First Frost is the perfect antidote to the winter blues, with tales of missing mittens and arrangements of balmy brass thawing the coldest of hearts. The fact that The Lucksmiths now have four songwriters competing for kudos helps to deliver diversity throughout the album of varying sounds with melancholy and humour. It’s fair to say that as far as underground jangly guitar pop goes, The Lucksmiths are more than on top of their game and provide a shining beacon to all of their luminaries." *****
(Rob Sampson, NARC)
"The Lucksmiths are a Sunday morning band. You put them on while you read the paper, drinking coffee, lounging with your beloved.

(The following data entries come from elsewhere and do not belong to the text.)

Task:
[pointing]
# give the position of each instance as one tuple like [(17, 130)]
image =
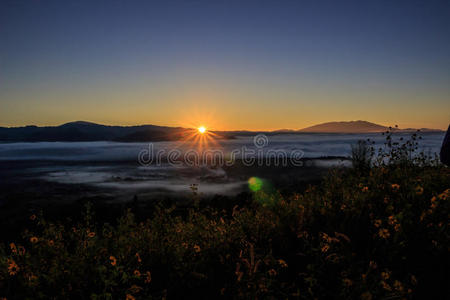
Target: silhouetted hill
[(346, 127), (85, 131)]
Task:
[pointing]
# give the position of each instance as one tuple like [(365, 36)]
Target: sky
[(227, 65)]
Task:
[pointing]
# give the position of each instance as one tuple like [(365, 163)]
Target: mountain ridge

This is not necessarily a new idea I’ve posed, but one I’m reminded of each time a new album of theirs is presented to me. They are lovely, considerate people, and a sincere band with a consistent voice that continues to evolve even now, nearly 15 years since their first release.
On their new album, for which they went into virtual seclusion in Tasmania, off the coast of their native-Australia, they depart from their solidly pop catalogue to venture out of bounds with some surprising results. “Never and Always” has a riff that veers into Queens of the Stone Age territory. This is one of Louis Richter’s songs (the other being “The Town and the Hills”) and it is a solid addition to the mix.
Part of the greatness of this album is that thematically, it really works. Overwhelmingly, I got a Laurel Canyon vibe from the more mellow songs, namely “California in Popular Song.” Moreover, “Who Turned on the Lights” has a pastoral feel with an opening Van Morrison might have done.
“Southeast Coastal Rendezvous” has big fuzz guitars which are a welcome addition, combined with ubiquitous tambourine. “Lament of the Chiming Wedgebill,” a country-like duet with Bec Rigby (The Harpoons) took some getting used to, but there’s a heaviness to her voice that’s a good foil for Tali White’s. “National Mitten Registry” could be a sweet, but not saccharine, lullaby for a friend’s newborn. “Song of the Undersea,” adapted from John Steinbeck’s The Pearl, has a rambling baseline that carries the lyrics along easily.
This is not to say there aren’t moments of classic Lucksmiths on this one—“Good Light” feels like a new incarnation of “Camera Shy” (Naturaliste, 2003). “The Town and the Hills” is jangly pop with cheeky lyrics and a good heart guiding the strum. Three minutes into the song the trumpet chimes in, appropriately. I admit to missing Tali White’s usually frenetic drums on the majority of tracks, but they would be misplaced here—this is a sit-down album and Mr. White normally plays standing up.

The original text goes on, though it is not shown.